Dispositif 1 (et motif 38) : "L'article 1er, paragraphe 1, du règlement n° 44/2001 (…) doit être interprété en ce sens que la notion de "matière civile et commerciale" englobe une action en répétition de l’indu dans le cas où un organisme public, s’étant vu enjoindre, par une autorité créée par une loi réparatrice des persécutions exercées par un régime totalitaire, de reverser à une personne lésée, à titre de réparation, une partie du produit provenant de la vente d’un immeuble, a versé à cette personne, à la suite d’une erreur non intentionnelle, la totalité du montant du prix de vente et demande ensuite en justice la répétition de l’indu".

Bruxelles I (règl. 44/2001)

CJCE, 21 avr. 1993, Volker Sonntag, Aff. C-172/91 [Conv. Bruxelles]

Aff. C-172/91, Concl. M. Darmon

Motif 19 : "(...) il importe de constater que, même si elle se greffe sur une instance pénale, l'action civile, exercée en réparation du préjudice causé à un particulier par suite d'une infraction pénale, revêt un caractère civil. En effet, dans les systèmes juridiques des États contractants, le droit à obtenir réparation du dommage subi à la suite d'un comportement jugé répréhensible au regard du droit pénal est généralement reconnu comme étant de nature civile".

Dispositif 1 :  "La "matière civile", au sens de l'article 1er, premier alinéa, première phrase, de la convention recouvre l'action en réparation des dommages portée devant une juridiction pénale contre l'enseignant d'une école publique qui, lors d'une excursion scolaire, a causé un préjudice à un élève, du fait de la violation fautive et illégale des devoirs de vigilance, et cela même en cas de garantie par un régime d'assurance sociale de droit public".

Bruxelles I (règl. 44/2001)

CJCE, 16 déc. 1980, Reinold Rüffer, Aff. 814/79 [Conv. Bruxelles]

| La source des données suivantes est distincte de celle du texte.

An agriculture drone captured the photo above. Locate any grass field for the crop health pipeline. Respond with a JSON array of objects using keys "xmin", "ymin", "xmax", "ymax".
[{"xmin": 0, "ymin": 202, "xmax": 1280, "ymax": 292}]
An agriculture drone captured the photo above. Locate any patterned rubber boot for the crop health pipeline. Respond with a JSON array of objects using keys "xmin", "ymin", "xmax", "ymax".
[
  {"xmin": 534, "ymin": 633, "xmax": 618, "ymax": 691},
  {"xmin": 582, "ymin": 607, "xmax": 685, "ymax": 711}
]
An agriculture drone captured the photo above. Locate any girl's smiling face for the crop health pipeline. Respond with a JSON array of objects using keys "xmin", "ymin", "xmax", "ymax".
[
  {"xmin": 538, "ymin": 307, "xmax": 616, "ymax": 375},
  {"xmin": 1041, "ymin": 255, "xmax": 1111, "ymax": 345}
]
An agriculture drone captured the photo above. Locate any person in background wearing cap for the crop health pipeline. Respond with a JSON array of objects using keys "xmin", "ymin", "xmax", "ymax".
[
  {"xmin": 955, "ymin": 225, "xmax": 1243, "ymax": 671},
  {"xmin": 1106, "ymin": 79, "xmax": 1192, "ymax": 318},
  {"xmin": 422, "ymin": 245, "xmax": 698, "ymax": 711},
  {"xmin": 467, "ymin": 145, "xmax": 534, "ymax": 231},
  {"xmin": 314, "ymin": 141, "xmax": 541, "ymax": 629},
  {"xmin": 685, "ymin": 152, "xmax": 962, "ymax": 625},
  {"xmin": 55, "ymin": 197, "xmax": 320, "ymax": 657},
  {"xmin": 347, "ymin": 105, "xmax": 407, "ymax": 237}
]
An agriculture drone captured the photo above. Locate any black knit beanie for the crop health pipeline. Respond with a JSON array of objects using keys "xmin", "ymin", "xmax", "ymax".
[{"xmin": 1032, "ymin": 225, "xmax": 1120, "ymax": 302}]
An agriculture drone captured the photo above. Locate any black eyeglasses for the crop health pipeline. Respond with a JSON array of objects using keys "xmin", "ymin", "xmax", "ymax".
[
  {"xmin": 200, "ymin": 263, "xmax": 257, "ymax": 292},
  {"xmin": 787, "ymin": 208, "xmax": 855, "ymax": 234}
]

Motif 13 : "La circonstance qu'en l'espèce le litige pendant devant la juridiction nationale ne porte pas sur les opérations d'enlèvement de l'épave elles-mêmes, mais sur le recouvrement des frais inhérents à cet enlèvement, et que le recouvrement de ces frais soit poursuivi par l'Etat néerlandais au moyen d'une action récursoire et non, ainsi que le prévoit le droit interne d'autres Etats membres, par voie administrative, ne saurait suffire pour faire tomber la matière litigieuse dans le champ d'application de la Convention de Bruxelles". 

Motif 14 : "Ainsi que la Cour l'a affirmé dans sa jurisprudence précitée [notamment CJCE, 14 oct. 1976, Eurocontrol LTU, Aff. 29/76], la Convention de Bruxelles doit être appliquée de manière à assurer, dans la mesure du possible, l'égalité et l'uniformité des droits et obligations qui en découlent pour les Etats membres contractants et les personnes intéressées. Selon cette même jurisprudence, une telle exigence exclut que la Convention puisse être interprétée en fonction de la seule répartition de compétences entre les différents ordres juridictionnels existant dans certains Etats : elle implique, en revanche, que le champ d'application de la Convention soit déterminé essentiellement en raison des éléments qui caractérisent la nature des rapports juridiques entre les parties au litige ou l'objet de celui-ci".

Dispositif (et motif 16) : "La notion de "matière civile et commerciale" au sens de l'article 1, alinéa 1, de la Convention du 27 septembre 1968,[...], n'englobe pas les litiges tels que celui visé par la juridiction nationale, engagés par le gestionnaire des voies d'eau publique contre la personne légalement responsable, en vue du recouvrement des frais exposés pour l'enlèvement d'une épave, que le gestionnaire a effectué ou fait effectuer dans l'exercice de la puissance publique".